The Nationalist hard-core need to understand that all the reasons they don't like him are the very reasons that others do, and that they are not going to win a general election on the hard-core vote alone. The so-called values, attitudes and mind-set of the Nationalist hard-core are among the many key reasons why all other support has fled. Confronted with those attitudes, and those sorts of people, I want to flee too. But I don’t, because it would be more irresponsible now than it would have been in 2013. Those values, attitudes are mind-set are literally intolerable and completely alien to people like me, and I'm 52. Just imagine how much more intolerable and alien they are to people who are 22 or 32. In fact, I know just how intolerable they are because I have quite considerable access to that age cohort.

I am capable of blanking out all those backwoods billies and village attitudes and narrow minds and concentrating on what really matters: policies, trustworthiness, reliability and basic common decency. But not many people are willing to do that, even if they are able to.

I can't ever envisage any Nationalist Party leader with a roadmap for massive corruption, in league with a set of accountants to set up secret companies in Panama for himself, his chief of staff and his 'chosen' cabinet minister just days after coming to power, then pressing on with the corruption even when they're caught. Say what you like, run the Nationalists down as much as you do, but I'll bet even you can't envisage that. They’re just not the type. And it’s a political party, not a criminal outfit. Its structures are such as to prevent any kind of hijacking as we have seen with Labour. Its natural supporters are also more savage in their scrutiny, which makes it all the more strange, weird that so many thousands of them failed to scrutinise Joseph Muscat and his cronies and wound up voting for them in 2013.

You'll probably say that you didn't envisage it with Muscat, either. But I did, and I wrote about it - not because I am brilliantly insightful or remarkably prescient, but because if you were watching closely, looking at all those devils in the detail, it really wasn't too difficult to work out. Many of my website's and this newspaper’s readers had worked it out. So all right – I had a professional advantage because it’s been my job since 1990 to scrutinise politicians and write about them for a newspaper column once and then twice a week. But really, it wasn’t that difficult. Muscat had ‘crook’ stamped on his forehead.

The trouble with the Nationalist hard-core who are currently objecting to Salvu Mallia all over Facebook is two-fold: they don't know when their pot is being stirred by the Labour Party, and they want the Nationalist Party of 30 years ago, which is gone for good just like the era it served (and thank God for that).

Malta has changed. Society has changed. Attitudes have changed. The Nationalist hard-core should examine why it took an old man with a ball-breaking attitude to get young people talking about politics and politicians. Salvu Mallia has even captured the imagination of LovinMalta – quite a feat for somebody aged 60+ who’s a (shudder) party candidate.

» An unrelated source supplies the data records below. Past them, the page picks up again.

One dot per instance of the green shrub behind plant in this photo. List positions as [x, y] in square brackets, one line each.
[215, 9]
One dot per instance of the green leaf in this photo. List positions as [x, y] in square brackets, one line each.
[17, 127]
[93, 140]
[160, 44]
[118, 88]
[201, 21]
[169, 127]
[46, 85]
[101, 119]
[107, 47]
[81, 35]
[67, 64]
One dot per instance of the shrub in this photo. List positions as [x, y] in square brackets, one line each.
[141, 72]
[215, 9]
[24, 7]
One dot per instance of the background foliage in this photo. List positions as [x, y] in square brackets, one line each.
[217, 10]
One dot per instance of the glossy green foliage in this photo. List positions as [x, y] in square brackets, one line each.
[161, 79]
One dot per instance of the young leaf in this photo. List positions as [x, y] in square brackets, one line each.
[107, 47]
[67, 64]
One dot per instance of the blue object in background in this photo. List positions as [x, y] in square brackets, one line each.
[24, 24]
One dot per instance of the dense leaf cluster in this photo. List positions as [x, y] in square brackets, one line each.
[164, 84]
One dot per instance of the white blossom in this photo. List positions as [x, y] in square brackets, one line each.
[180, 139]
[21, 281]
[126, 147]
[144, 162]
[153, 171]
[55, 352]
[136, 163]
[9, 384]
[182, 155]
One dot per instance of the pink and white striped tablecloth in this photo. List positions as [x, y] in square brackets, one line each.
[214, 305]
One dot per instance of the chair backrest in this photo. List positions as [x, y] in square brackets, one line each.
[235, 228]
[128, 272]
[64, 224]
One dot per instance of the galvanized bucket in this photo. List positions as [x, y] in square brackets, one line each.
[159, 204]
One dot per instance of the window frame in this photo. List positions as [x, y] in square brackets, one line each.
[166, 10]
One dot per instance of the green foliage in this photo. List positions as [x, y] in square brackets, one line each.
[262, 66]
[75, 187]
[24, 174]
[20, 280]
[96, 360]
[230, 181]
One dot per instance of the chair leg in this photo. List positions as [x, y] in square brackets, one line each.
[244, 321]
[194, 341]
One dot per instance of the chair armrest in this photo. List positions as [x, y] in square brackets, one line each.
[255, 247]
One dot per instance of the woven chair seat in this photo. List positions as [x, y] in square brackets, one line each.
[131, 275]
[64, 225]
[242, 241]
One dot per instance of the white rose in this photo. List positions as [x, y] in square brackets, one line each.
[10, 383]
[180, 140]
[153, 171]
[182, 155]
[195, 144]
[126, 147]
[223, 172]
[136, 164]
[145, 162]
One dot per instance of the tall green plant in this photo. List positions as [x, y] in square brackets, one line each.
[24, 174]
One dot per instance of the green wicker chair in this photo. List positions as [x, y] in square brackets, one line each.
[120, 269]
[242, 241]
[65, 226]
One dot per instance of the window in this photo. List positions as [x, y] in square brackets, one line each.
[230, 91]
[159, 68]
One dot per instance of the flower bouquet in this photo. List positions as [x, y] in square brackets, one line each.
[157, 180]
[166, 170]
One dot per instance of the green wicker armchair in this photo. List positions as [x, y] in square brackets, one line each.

Right now, Mallia is stealing Labour's show. He got blanket coverage in the news yesterday – it was wall to wall Salvu and that dachshund, another great touch - , on what was supposed to be Owen Bonnici's big press conference day. Nobody bothered with Mr Janice Bartolo and his whining. He was totally eclipsed. Everybody was filming, photographing, reporting and reading about Mallia, who was far more interesting.

He has the self-assurance to do it. Without that self-assurance, you couldn't pull it off. And he's at an age and stage in life where if you have any sense at all, you don't give a damn about the rubbish, having worked out what matters. When you're counting down the years, you have to be pretty dumb to waste them worrying what people think about you. It’s not like anybody is going to be lying on their death-bed thinking, “Damn, they called me crazy. That is so awkward.”

Mallia has clearly thought about it: the image that might come across as haphazard and totally off-beat is actually, I would say, pretty carefully curated.